`std::priority_queue` is missing an operation

About a year ago, I read this great paper by Melissa O’Neill titled “The Genuine Sieve of Erathosthenes” (2009). She explains how most programs (especially those written by beginners, but also those written by experts) that claim to implement a “sieve” are really implementing a different algorithm, which she names the “unfaithful sieve” — and then goes on to show that the unfaithful sieve is asymptotically even worse than the naïve “trial division” algorithm.

Whereas the original [unfaithful-sieve] algorithm crosses off all multiples of a prime at once, we perform these “crossings off” in a lazier way: crossing off just-in-time. For this purpose, we will store a table in which, for each prime p that we have discovered so far, there is an “iterator” holding the next multiple of p to cross off. Thus, instead of crossing off all the multiples of, say, 17, at once (impossible, since there are infinitely many for our limit-free algorithm), we will store the first one (at 17 × 17; i.e., 289) in our table of upcoming composite numbers. When we come to consider whether 289 is prime, we will check our composites table and discover that it is a known composite with 17 as a factor, remove 289 from the table, and insert 306 (i.e., 289 + 17).
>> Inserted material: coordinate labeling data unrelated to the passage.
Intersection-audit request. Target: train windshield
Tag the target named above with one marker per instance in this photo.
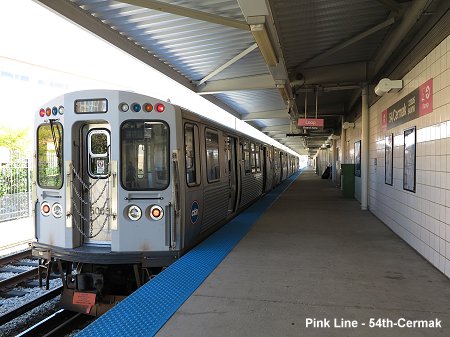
(49, 155)
(145, 155)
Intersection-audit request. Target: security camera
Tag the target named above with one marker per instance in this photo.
(386, 85)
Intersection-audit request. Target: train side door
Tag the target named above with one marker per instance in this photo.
(232, 172)
(93, 185)
(194, 191)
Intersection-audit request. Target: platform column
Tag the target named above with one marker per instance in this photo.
(365, 148)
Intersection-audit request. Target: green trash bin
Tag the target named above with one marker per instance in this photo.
(348, 180)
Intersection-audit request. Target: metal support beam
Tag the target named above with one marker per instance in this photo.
(342, 73)
(82, 18)
(410, 17)
(350, 41)
(234, 84)
(187, 12)
(392, 5)
(227, 64)
(266, 115)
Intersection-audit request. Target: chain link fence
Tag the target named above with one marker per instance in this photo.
(15, 189)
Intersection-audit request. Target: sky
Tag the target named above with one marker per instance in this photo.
(43, 55)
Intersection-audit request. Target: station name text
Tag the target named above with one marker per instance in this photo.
(372, 323)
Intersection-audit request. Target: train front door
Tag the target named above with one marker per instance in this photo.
(93, 185)
(232, 173)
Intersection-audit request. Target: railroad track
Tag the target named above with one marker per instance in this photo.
(15, 257)
(58, 324)
(28, 306)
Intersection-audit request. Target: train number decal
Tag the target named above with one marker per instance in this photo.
(194, 211)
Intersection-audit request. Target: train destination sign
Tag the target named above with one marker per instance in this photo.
(311, 123)
(414, 105)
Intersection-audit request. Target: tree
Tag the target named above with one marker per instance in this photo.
(16, 140)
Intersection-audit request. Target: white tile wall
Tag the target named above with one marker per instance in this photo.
(422, 219)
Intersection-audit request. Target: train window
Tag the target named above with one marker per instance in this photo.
(49, 155)
(253, 157)
(145, 155)
(191, 148)
(246, 151)
(212, 156)
(257, 159)
(98, 153)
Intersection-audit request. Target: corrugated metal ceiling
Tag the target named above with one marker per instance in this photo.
(304, 34)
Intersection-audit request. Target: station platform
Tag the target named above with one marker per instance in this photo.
(312, 256)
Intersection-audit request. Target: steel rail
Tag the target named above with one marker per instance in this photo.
(14, 313)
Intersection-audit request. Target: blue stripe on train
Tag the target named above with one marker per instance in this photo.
(145, 311)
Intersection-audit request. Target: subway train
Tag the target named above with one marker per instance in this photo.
(125, 184)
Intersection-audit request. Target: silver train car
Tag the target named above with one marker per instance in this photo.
(125, 184)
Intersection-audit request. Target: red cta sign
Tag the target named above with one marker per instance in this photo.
(416, 104)
(311, 123)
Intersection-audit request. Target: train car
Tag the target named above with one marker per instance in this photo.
(125, 184)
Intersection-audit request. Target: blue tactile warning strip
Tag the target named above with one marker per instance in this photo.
(145, 311)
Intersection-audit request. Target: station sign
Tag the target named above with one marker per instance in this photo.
(416, 104)
(311, 123)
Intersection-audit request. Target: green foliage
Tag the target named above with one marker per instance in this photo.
(14, 179)
(17, 140)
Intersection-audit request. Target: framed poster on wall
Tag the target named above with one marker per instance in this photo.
(358, 158)
(409, 160)
(388, 159)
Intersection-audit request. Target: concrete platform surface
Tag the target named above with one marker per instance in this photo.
(316, 256)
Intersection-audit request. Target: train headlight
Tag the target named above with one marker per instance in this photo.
(134, 213)
(160, 107)
(136, 107)
(124, 107)
(45, 208)
(147, 107)
(156, 212)
(57, 210)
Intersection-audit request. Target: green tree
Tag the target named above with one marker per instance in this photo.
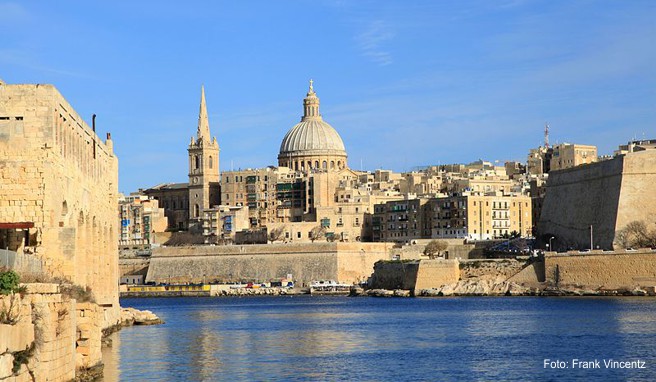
(317, 233)
(276, 233)
(9, 282)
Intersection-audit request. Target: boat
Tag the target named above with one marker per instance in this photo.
(328, 287)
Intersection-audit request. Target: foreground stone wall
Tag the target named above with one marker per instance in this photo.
(60, 178)
(57, 338)
(620, 269)
(306, 262)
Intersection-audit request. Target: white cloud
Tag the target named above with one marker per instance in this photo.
(372, 42)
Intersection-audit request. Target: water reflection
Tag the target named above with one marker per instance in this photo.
(111, 358)
(379, 339)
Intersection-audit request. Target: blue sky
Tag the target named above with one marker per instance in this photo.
(405, 83)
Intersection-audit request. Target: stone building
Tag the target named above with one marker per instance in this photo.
(567, 155)
(59, 191)
(473, 216)
(203, 167)
(183, 203)
(140, 217)
(221, 223)
(602, 197)
(312, 144)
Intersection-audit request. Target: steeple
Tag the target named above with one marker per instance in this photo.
(203, 122)
(311, 105)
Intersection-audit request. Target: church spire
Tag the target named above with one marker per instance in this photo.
(311, 104)
(203, 122)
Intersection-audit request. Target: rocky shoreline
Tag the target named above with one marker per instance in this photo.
(490, 288)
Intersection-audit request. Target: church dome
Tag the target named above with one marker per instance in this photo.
(312, 141)
(314, 136)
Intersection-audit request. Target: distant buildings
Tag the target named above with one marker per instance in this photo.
(314, 195)
(141, 217)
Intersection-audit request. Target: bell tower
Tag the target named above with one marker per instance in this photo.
(203, 167)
In essence, we are storing “iterators” in a table keyed by the current value of each iterator.

So naturally I went and implemented O’Neill’s “Genuine Sieve” algorithm in C++, and posted the resulting code on StackOverflow to get feedback. Let’s pass over the surprisingly negative review comments and skip straight to what I want to talk about. :)

My C++14 code has two fundamental pieces, both of which match the “iterator” or “unbounded range” concepts. The first piece is iotarator, which generates an unbounded range of increasing integers:

template<typename Int>
class iotarator {
    Int value = 0;
public:
    explicit iotarator() = default;
    explicit iotarator(Int v) : value(v) {}
    Int operator*() const { return value; }
    iotarator& operator++() { value += 1; return *this; }
    iotarator operator++(int) { auto ret = *this; ++*this; return ret; }

    bool operator==(const iotarator& rhs) const {
        return value == rhs.value;
    }
    bool operator!=(const iotarator& rhs) const { return !(*this == rhs); }
};

The second piece is sieverator, which fits over the end of an iotarator and filters its range according to O’Neill’s sieve algorithm.

Then, the program to produce an infinite stream of primes to stdout looks like this:

int main()
{
    iotarator<__int128_t> iota(2);
    sieverator<__int128_t> sieve(iota);
    for (int p : sieve) {
        std::cout << p << std::endl;
    }
}

As written, my original program produced the first 10,000,000 primes in about 97 seconds.

$ time ./a.out | head -10000000 |tail -1
179424673

real    1m36.686s
user    1m38.039s
sys     0m38.026s

Confronted with the fact that my “genuine sieve” program was horribly slow compared to an expert’s quick-and-dirty implementation of the “unfaithful sieve”, I (well, first I waited a year, but then I) started looking at where the bottlenecks actually were in my original code.

Obvious bottleneck 1: iostreams

Replacing std::endl with '\n' reduces the running time from 97 seconds to 71 seconds. Replacing std::cout with printf("%d\n", p) reduces the running time a tiny bit more, to 67 seconds.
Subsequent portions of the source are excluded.